Chicago was kept safe Wednesday from angry schoolteachers. Photograph by Gregory Tejeda |
And
as I walked up Clark Street (headed to the Daley Center courthouse for an unrelated event), their chant
became clearer and clearer – Hey, hey.
Ho, ho. Rahm Emanuel’s got to go!
YES,
IT WAS the lovely batch of individuals from the Chicago Teachers Union,
picketing the Chicago Public Schools offices before marching to the Thompson
Center state government building (passing City Hall in the process) to let it
be known they think it stinks that some 3,000 people (including more than 1,000
teachers) are about to be laid off.
The
public schools system has financial problems, just like many other governmental
units these days. The raw numbers for the Chicago system sound larger because
the system itself is bigger.
More
kids than any other school system. So they need more teachers.
So
1,000 Chicago teachers is probably the equivalent of some rural school district
having to let a dozen people go.
IT
HURTS! PARTICULARLY since many of those who teach in the Chicago Public Schools
system have some sort of special dedication to education as a profession.
Otherwise, they wouldn’t put up with the constant grief they are subjected to –
and which they expressed publicly on Wednesday.
EMANUEL: Not the 'man of the hour' |
Personally,
the part of Wednesday’s protests that caught my attention was the police
presence. That block was likely the safest place in Chicago in the morning
hours.
I
can’t help but think those officers could have been put to better use had they
not been sent to a morning assignment that basically amounted to them standing
around watching while school teachers picketed and chanted extremely off-key.
Then
again, those officers probably felt a bit safer. Would they really have to venture
off to assignments where they’d have to encounter real criminals? Or does
someone really think that schoolteachers expressing their discontent with their
treatment are criminal in nature?
NOT
THAT ANY of this is new in nature. It was just this weekend that I picked up a
copy of The Nation magazine – which featured on its cover an essay about the level of outrage that exists in
Chicago toward “Rahm Emanuel’s austerity agenda.”
Which
really is nothing more than Emanuel bringing his hard-headed tactics from his
days in Congress and as White House chief of staff to City Hall.
This
is the man who had organized labor and Latino ethnic groups suspicious of him
because of the perception he didn’t really care about their issues, and wasn’t
about to let their concerns hijack his own priorities.
Now,
we can add the Chicago Teachers Union to the list of people who don’t have much
use for Emanuel.
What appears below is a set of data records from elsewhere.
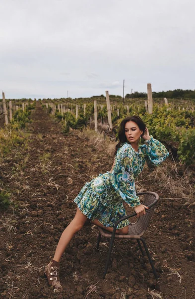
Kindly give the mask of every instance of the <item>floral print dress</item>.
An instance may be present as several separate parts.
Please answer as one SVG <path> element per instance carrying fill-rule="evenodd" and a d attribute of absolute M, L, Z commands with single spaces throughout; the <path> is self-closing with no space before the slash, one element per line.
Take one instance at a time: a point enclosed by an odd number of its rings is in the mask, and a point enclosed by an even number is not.
<path fill-rule="evenodd" d="M 134 179 L 143 170 L 146 160 L 159 165 L 169 156 L 165 146 L 150 136 L 135 151 L 125 143 L 118 149 L 111 172 L 100 174 L 85 184 L 74 201 L 87 218 L 97 219 L 105 227 L 114 227 L 115 222 L 126 215 L 124 200 L 133 207 L 140 204 L 136 195 Z M 120 222 L 118 229 L 129 224 Z"/>

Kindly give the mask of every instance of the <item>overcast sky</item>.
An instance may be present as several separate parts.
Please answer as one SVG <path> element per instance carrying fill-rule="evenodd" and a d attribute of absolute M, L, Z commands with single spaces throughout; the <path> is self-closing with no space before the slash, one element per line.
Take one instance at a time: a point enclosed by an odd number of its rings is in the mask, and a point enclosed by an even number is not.
<path fill-rule="evenodd" d="M 0 0 L 6 98 L 195 89 L 194 0 Z"/>

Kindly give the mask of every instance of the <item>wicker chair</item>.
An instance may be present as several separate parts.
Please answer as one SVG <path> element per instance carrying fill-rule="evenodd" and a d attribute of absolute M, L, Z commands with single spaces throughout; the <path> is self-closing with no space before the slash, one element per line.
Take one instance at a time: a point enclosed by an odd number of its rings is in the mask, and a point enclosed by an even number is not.
<path fill-rule="evenodd" d="M 107 259 L 106 262 L 105 271 L 103 276 L 104 278 L 105 278 L 106 274 L 107 273 L 108 268 L 110 260 L 110 256 L 112 252 L 112 249 L 113 247 L 114 240 L 115 239 L 134 239 L 136 240 L 139 245 L 139 249 L 141 251 L 141 254 L 143 256 L 144 256 L 144 253 L 141 245 L 140 241 L 141 241 L 143 244 L 143 246 L 146 252 L 147 257 L 148 258 L 151 266 L 152 267 L 154 275 L 156 279 L 158 278 L 158 276 L 155 269 L 152 260 L 151 258 L 150 254 L 148 251 L 147 246 L 142 236 L 146 230 L 147 227 L 149 224 L 149 222 L 154 211 L 155 206 L 159 199 L 159 196 L 157 193 L 154 193 L 153 192 L 149 191 L 139 193 L 137 193 L 137 195 L 145 195 L 143 204 L 147 206 L 149 208 L 149 209 L 146 209 L 145 215 L 143 215 L 143 216 L 141 216 L 141 217 L 139 217 L 135 223 L 130 224 L 129 226 L 129 231 L 127 235 L 119 235 L 116 234 L 115 233 L 117 226 L 119 224 L 119 223 L 122 220 L 124 220 L 128 218 L 130 218 L 135 216 L 136 215 L 135 212 L 134 212 L 132 214 L 131 214 L 130 215 L 125 216 L 122 218 L 120 218 L 119 220 L 118 220 L 115 223 L 115 226 L 114 227 L 114 230 L 112 233 L 108 232 L 108 231 L 106 231 L 105 229 L 102 229 L 102 228 L 97 226 L 97 227 L 99 230 L 99 235 L 97 239 L 96 246 L 97 249 L 99 249 L 99 246 L 102 237 L 104 237 L 104 238 L 106 238 L 107 239 L 110 239 L 110 247 L 108 253 Z"/>

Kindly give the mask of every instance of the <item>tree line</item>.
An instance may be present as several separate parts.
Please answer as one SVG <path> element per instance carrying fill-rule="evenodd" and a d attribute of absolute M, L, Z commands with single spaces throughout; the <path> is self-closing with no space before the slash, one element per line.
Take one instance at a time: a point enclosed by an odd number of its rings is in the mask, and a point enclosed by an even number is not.
<path fill-rule="evenodd" d="M 153 98 L 168 98 L 169 99 L 195 99 L 195 90 L 174 89 L 167 91 L 152 92 Z M 147 98 L 146 92 L 135 91 L 132 94 L 127 94 L 126 99 L 129 98 Z"/>

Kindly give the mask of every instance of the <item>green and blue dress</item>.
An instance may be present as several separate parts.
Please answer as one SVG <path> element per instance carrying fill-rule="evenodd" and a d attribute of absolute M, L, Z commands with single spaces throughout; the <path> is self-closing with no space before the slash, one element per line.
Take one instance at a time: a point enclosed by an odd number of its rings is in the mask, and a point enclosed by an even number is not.
<path fill-rule="evenodd" d="M 141 204 L 134 180 L 145 161 L 158 165 L 168 156 L 165 146 L 152 136 L 139 146 L 138 151 L 130 144 L 124 143 L 117 151 L 112 171 L 100 174 L 86 183 L 74 201 L 87 218 L 97 219 L 105 227 L 113 227 L 117 220 L 126 215 L 124 200 L 132 207 Z M 123 221 L 117 228 L 129 224 L 128 220 Z"/>

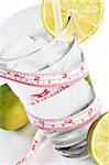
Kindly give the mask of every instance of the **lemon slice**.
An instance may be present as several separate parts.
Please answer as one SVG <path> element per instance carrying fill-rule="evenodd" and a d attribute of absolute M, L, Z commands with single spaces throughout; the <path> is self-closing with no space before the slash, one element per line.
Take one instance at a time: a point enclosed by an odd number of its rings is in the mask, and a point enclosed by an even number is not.
<path fill-rule="evenodd" d="M 109 165 L 109 112 L 97 119 L 90 127 L 88 148 L 98 165 Z"/>
<path fill-rule="evenodd" d="M 42 4 L 42 20 L 47 32 L 56 37 L 70 18 L 67 31 L 76 34 L 79 42 L 96 32 L 102 13 L 102 0 L 43 0 Z"/>

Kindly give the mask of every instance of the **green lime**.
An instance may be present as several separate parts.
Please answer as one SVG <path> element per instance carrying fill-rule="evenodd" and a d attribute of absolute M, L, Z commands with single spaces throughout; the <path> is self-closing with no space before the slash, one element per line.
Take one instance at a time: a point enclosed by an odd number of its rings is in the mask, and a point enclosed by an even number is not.
<path fill-rule="evenodd" d="M 11 88 L 4 84 L 0 87 L 0 128 L 18 130 L 28 123 L 24 107 Z"/>

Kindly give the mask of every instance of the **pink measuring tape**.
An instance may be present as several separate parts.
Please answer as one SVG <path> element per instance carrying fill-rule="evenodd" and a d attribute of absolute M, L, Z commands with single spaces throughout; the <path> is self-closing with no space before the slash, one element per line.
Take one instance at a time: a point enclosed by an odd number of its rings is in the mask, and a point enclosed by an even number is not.
<path fill-rule="evenodd" d="M 34 106 L 41 101 L 58 95 L 58 92 L 65 90 L 69 86 L 78 82 L 88 76 L 88 70 L 83 62 L 76 70 L 68 70 L 67 73 L 51 73 L 51 74 L 25 74 L 15 70 L 10 70 L 0 67 L 0 77 L 9 80 L 13 80 L 20 84 L 34 86 L 36 88 L 43 87 L 44 90 L 41 94 L 32 95 L 30 99 L 30 105 Z M 55 88 L 55 90 L 52 90 Z M 46 103 L 46 102 L 45 102 Z M 33 143 L 31 145 L 30 152 L 17 165 L 21 165 L 26 162 L 36 151 L 40 143 L 45 138 L 43 130 L 74 130 L 80 128 L 88 122 L 90 122 L 98 114 L 101 108 L 100 101 L 96 98 L 92 103 L 85 110 L 64 119 L 41 119 L 33 116 L 28 111 L 28 117 L 31 123 L 39 128 Z"/>

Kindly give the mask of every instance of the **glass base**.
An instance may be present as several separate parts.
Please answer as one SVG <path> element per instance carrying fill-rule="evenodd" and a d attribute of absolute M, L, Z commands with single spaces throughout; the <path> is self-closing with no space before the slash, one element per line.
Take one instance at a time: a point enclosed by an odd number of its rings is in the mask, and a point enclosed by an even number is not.
<path fill-rule="evenodd" d="M 84 140 L 73 146 L 56 148 L 56 151 L 58 151 L 62 156 L 69 158 L 86 157 L 88 156 L 87 140 Z"/>

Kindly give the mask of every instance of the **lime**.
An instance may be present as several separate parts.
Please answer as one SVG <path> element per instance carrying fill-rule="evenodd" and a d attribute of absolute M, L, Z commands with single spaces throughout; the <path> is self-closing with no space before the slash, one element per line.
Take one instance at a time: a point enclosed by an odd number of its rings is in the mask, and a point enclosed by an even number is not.
<path fill-rule="evenodd" d="M 18 130 L 28 123 L 24 107 L 11 88 L 4 84 L 0 87 L 0 128 Z"/>
<path fill-rule="evenodd" d="M 109 112 L 98 118 L 88 131 L 88 148 L 98 165 L 109 165 Z"/>
<path fill-rule="evenodd" d="M 42 20 L 46 31 L 57 37 L 72 18 L 67 33 L 76 34 L 79 42 L 97 31 L 102 13 L 102 0 L 43 0 L 42 4 Z"/>

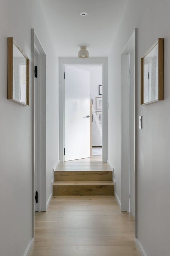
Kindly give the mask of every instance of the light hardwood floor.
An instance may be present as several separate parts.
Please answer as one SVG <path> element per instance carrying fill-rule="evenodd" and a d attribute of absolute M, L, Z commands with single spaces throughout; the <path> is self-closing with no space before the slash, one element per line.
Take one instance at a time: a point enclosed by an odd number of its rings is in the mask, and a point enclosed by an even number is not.
<path fill-rule="evenodd" d="M 58 169 L 110 171 L 101 161 L 93 156 L 61 163 Z M 46 212 L 36 214 L 30 256 L 140 255 L 134 218 L 121 212 L 113 195 L 54 196 Z"/>
<path fill-rule="evenodd" d="M 102 162 L 101 156 L 61 163 L 56 171 L 111 171 L 107 163 Z"/>
<path fill-rule="evenodd" d="M 134 218 L 114 196 L 54 196 L 35 216 L 30 256 L 139 256 Z"/>

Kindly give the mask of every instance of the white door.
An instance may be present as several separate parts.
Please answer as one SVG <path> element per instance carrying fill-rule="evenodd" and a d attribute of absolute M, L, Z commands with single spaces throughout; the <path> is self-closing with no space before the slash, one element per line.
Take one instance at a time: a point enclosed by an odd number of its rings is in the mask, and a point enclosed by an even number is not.
<path fill-rule="evenodd" d="M 89 72 L 80 68 L 65 66 L 65 161 L 90 157 Z"/>
<path fill-rule="evenodd" d="M 129 55 L 129 211 L 135 214 L 135 51 Z"/>
<path fill-rule="evenodd" d="M 35 51 L 34 55 L 34 65 L 35 69 L 36 66 L 38 66 L 38 55 Z M 35 115 L 35 172 L 34 172 L 34 191 L 35 192 L 35 196 L 36 193 L 38 192 L 38 104 L 37 102 L 38 99 L 38 78 L 36 78 L 35 75 L 34 75 L 34 98 L 35 102 L 36 104 L 34 105 L 34 115 Z M 36 203 L 35 199 L 35 212 L 37 212 L 38 210 L 38 204 Z"/>

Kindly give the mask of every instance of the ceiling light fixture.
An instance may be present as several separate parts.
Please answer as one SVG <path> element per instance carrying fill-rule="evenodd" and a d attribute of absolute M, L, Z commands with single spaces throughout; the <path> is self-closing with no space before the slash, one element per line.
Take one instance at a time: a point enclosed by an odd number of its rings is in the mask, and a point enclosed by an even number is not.
<path fill-rule="evenodd" d="M 81 16 L 87 16 L 87 13 L 85 13 L 84 12 L 81 13 L 80 14 L 80 15 Z"/>
<path fill-rule="evenodd" d="M 88 52 L 86 49 L 87 46 L 81 46 L 80 49 L 78 52 L 78 57 L 83 59 L 88 58 Z"/>

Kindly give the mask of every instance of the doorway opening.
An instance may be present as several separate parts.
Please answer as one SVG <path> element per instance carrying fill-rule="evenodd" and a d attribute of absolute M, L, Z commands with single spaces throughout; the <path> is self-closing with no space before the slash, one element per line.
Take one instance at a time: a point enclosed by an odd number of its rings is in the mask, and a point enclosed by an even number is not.
<path fill-rule="evenodd" d="M 64 161 L 102 160 L 102 69 L 64 65 Z"/>
<path fill-rule="evenodd" d="M 46 55 L 32 29 L 33 133 L 33 221 L 46 203 Z M 34 226 L 34 223 L 33 226 Z"/>

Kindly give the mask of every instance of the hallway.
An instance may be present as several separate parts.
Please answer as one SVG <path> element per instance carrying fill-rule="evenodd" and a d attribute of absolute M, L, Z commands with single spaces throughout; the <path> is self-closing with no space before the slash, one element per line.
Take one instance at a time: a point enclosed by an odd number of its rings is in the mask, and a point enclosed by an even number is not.
<path fill-rule="evenodd" d="M 114 196 L 53 197 L 35 216 L 30 256 L 139 256 L 134 219 Z"/>
<path fill-rule="evenodd" d="M 101 160 L 93 156 L 61 163 L 57 173 L 110 171 Z M 47 212 L 35 215 L 30 256 L 140 255 L 134 241 L 134 219 L 121 212 L 114 196 L 53 196 Z"/>

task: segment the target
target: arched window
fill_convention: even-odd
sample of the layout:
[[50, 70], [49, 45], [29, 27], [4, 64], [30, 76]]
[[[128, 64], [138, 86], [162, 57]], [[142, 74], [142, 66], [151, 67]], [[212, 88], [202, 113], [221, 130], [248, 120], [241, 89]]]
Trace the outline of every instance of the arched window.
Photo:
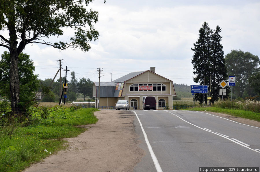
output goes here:
[[136, 99], [132, 99], [130, 101], [130, 107], [133, 107], [134, 106], [137, 106], [137, 100]]
[[164, 99], [160, 99], [158, 101], [158, 106], [159, 107], [164, 107], [165, 106], [165, 100]]

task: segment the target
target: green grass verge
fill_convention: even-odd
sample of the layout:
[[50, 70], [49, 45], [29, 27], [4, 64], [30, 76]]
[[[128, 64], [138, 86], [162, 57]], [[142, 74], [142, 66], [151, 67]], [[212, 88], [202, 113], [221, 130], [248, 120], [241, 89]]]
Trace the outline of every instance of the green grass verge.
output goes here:
[[216, 107], [195, 107], [186, 110], [197, 111], [205, 111], [221, 113], [260, 122], [259, 113], [244, 110], [220, 108]]
[[0, 171], [21, 171], [64, 149], [67, 144], [63, 138], [75, 137], [86, 130], [77, 126], [98, 120], [94, 115], [95, 109], [53, 109], [46, 119], [36, 114], [27, 127], [20, 124], [0, 128]]

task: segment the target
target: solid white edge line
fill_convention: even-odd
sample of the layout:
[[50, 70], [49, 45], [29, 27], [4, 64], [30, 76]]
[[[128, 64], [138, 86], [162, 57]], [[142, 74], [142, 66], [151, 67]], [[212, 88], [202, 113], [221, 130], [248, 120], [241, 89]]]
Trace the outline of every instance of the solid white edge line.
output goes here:
[[248, 144], [246, 144], [246, 143], [244, 143], [244, 142], [241, 142], [241, 141], [239, 141], [239, 140], [237, 140], [236, 139], [234, 139], [234, 138], [232, 138], [232, 139], [233, 139], [233, 140], [235, 140], [237, 142], [239, 142], [240, 143], [241, 143], [241, 144], [244, 144], [244, 145], [246, 145], [246, 146], [250, 146], [250, 145], [248, 145]]
[[225, 137], [229, 137], [227, 135], [225, 135], [224, 134], [221, 134], [221, 133], [218, 133], [217, 132], [216, 132], [216, 133], [218, 133], [219, 134], [220, 134], [220, 135], [222, 135], [224, 136]]
[[259, 128], [259, 127], [255, 127], [254, 126], [252, 126], [252, 125], [247, 125], [246, 124], [242, 124], [242, 123], [238, 123], [237, 122], [236, 122], [236, 121], [232, 121], [232, 120], [230, 120], [230, 119], [227, 119], [226, 118], [223, 118], [223, 117], [220, 117], [220, 116], [216, 116], [216, 115], [212, 115], [212, 114], [209, 114], [207, 113], [205, 113], [205, 112], [200, 112], [199, 111], [197, 111], [196, 110], [192, 110], [192, 111], [193, 111], [194, 112], [200, 112], [200, 113], [204, 113], [204, 114], [208, 114], [209, 115], [212, 115], [212, 116], [216, 116], [216, 117], [218, 117], [219, 118], [220, 118], [224, 119], [226, 119], [226, 120], [228, 120], [230, 121], [232, 121], [232, 122], [234, 122], [234, 123], [237, 123], [238, 124], [242, 124], [242, 125], [246, 125], [247, 126], [249, 126], [249, 127], [254, 127], [255, 128], [259, 128], [259, 129], [260, 129], [260, 128]]
[[[199, 127], [198, 126], [197, 126], [197, 125], [196, 125], [193, 124], [192, 124], [192, 123], [191, 123], [190, 122], [188, 122], [188, 121], [185, 121], [185, 120], [184, 120], [183, 119], [181, 118], [179, 116], [178, 116], [175, 115], [175, 114], [173, 114], [172, 113], [172, 112], [169, 112], [168, 111], [166, 111], [166, 112], [168, 112], [169, 113], [172, 114], [174, 115], [175, 115], [175, 116], [177, 116], [177, 117], [178, 117], [178, 118], [179, 118], [182, 121], [184, 121], [186, 122], [187, 123], [188, 123], [190, 124], [191, 125], [192, 125], [193, 126], [196, 127], [197, 127], [199, 128], [200, 129], [201, 129], [205, 131], [207, 131], [208, 132], [209, 132], [210, 133], [213, 133], [213, 134], [216, 134], [216, 135], [219, 135], [219, 136], [220, 136], [220, 137], [222, 137], [225, 138], [227, 139], [228, 140], [230, 140], [230, 141], [231, 141], [231, 142], [234, 142], [234, 143], [236, 143], [237, 144], [239, 144], [239, 145], [240, 145], [240, 146], [242, 146], [245, 147], [245, 148], [246, 148], [248, 149], [250, 149], [250, 150], [253, 150], [255, 152], [257, 152], [257, 153], [260, 153], [260, 151], [258, 151], [257, 150], [256, 150], [255, 149], [252, 149], [252, 148], [249, 148], [248, 146], [246, 146], [246, 145], [244, 145], [238, 142], [237, 142], [237, 141], [235, 141], [235, 140], [233, 140], [233, 139], [230, 139], [229, 138], [228, 138], [227, 137], [225, 137], [223, 135], [220, 135], [220, 134], [218, 134], [217, 133], [214, 133], [214, 132], [213, 132], [212, 131], [209, 131], [209, 130], [205, 129], [204, 129], [204, 128], [201, 128], [201, 127]], [[210, 114], [209, 114], [210, 115]], [[213, 116], [214, 116], [215, 115], [213, 115]], [[225, 118], [224, 118], [224, 119], [225, 119]], [[230, 120], [230, 121], [231, 121], [231, 120]]]
[[212, 132], [213, 132], [213, 131], [212, 131], [212, 130], [210, 130], [209, 129], [208, 129], [206, 128], [204, 128], [204, 129], [205, 129], [205, 130], [207, 130], [208, 131], [212, 131]]
[[151, 156], [152, 156], [152, 158], [153, 159], [153, 163], [154, 164], [154, 165], [155, 166], [155, 168], [156, 169], [156, 170], [157, 171], [157, 172], [162, 172], [162, 170], [161, 168], [161, 166], [160, 166], [160, 164], [159, 164], [159, 162], [158, 161], [158, 160], [157, 160], [157, 158], [156, 158], [156, 157], [155, 156], [155, 154], [154, 154], [154, 152], [153, 152], [153, 150], [152, 146], [151, 146], [151, 145], [150, 144], [150, 143], [149, 143], [149, 141], [148, 140], [148, 138], [147, 137], [147, 135], [146, 134], [146, 133], [145, 133], [145, 131], [144, 131], [144, 130], [143, 127], [143, 125], [142, 125], [142, 123], [141, 123], [141, 121], [140, 121], [139, 118], [138, 117], [138, 116], [137, 116], [137, 114], [136, 114], [136, 112], [134, 111], [133, 112], [135, 114], [135, 116], [136, 116], [136, 118], [137, 118], [137, 119], [138, 120], [138, 121], [139, 121], [139, 123], [140, 124], [140, 126], [142, 129], [142, 131], [143, 131], [143, 133], [144, 134], [144, 139], [145, 140], [145, 142], [146, 142], [146, 144], [147, 145], [147, 147], [148, 147], [148, 150], [149, 150], [149, 152], [150, 152]]

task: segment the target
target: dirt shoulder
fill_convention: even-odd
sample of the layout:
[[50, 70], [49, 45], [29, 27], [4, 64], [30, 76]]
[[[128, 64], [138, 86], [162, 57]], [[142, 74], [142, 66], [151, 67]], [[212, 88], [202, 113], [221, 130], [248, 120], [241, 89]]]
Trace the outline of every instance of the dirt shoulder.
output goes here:
[[[202, 112], [260, 127], [260, 122], [211, 112]], [[138, 136], [131, 111], [101, 110], [95, 112], [95, 124], [82, 126], [88, 130], [66, 139], [69, 146], [34, 164], [24, 172], [132, 172], [141, 161], [144, 151], [139, 147]]]
[[68, 148], [33, 165], [25, 172], [130, 172], [144, 152], [139, 148], [131, 111], [95, 112], [95, 124], [83, 126], [87, 131], [67, 139]]

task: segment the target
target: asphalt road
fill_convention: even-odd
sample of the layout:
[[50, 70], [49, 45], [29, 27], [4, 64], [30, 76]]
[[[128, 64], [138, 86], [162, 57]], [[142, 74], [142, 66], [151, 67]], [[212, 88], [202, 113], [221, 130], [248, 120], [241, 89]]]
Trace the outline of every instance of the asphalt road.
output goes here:
[[146, 152], [135, 171], [260, 166], [260, 128], [198, 112], [134, 112], [138, 117], [134, 124], [142, 141], [140, 146]]

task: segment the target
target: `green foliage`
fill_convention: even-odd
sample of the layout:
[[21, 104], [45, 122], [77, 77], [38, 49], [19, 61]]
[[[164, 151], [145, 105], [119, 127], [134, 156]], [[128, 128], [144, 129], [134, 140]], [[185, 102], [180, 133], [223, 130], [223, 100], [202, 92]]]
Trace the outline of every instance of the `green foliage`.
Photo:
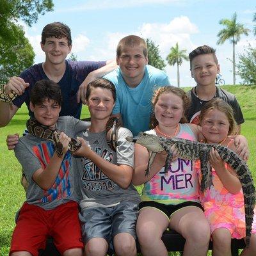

Although I suspect Rahm himself prefers to look at it as
gaining the support of people who’d prefer that the teachers union would just “Drop
Dead!”
SO
WHERE DOES Emanuel turn for some lovin’, or at the very least, someone who won’t
publicly detest him?
About
the only place that was willing to respect him on Wednesday was at City Hall.
For the mayor on Wednesday made public his choice of a replacement for retiring
33rd Ward Alderman Dick Mell.
Emanuel,
after using a process he created to accept applications and review the
qualifications of a dozen finalists, went along with Mell’s desire that his
daughter, Deborah, get the post.
No
one who pays attention to City Hall on a regular basis was shocked by the
choice. In fact, the only real surprise would have been if anybody BUT Deb Mell
had got the post.
BECAUSE
THAT WOULD have been a sure-fire way to trigger a political brawl, since Dick
Mell remains the Democratic ward committeeman and would have made life
uncomfortable for any Emanuel-chosen alderman not named “Deb Mell.”
Along
with the alderman himself.
And
Emanuel has enough enemies these days without needing to accumulate any more.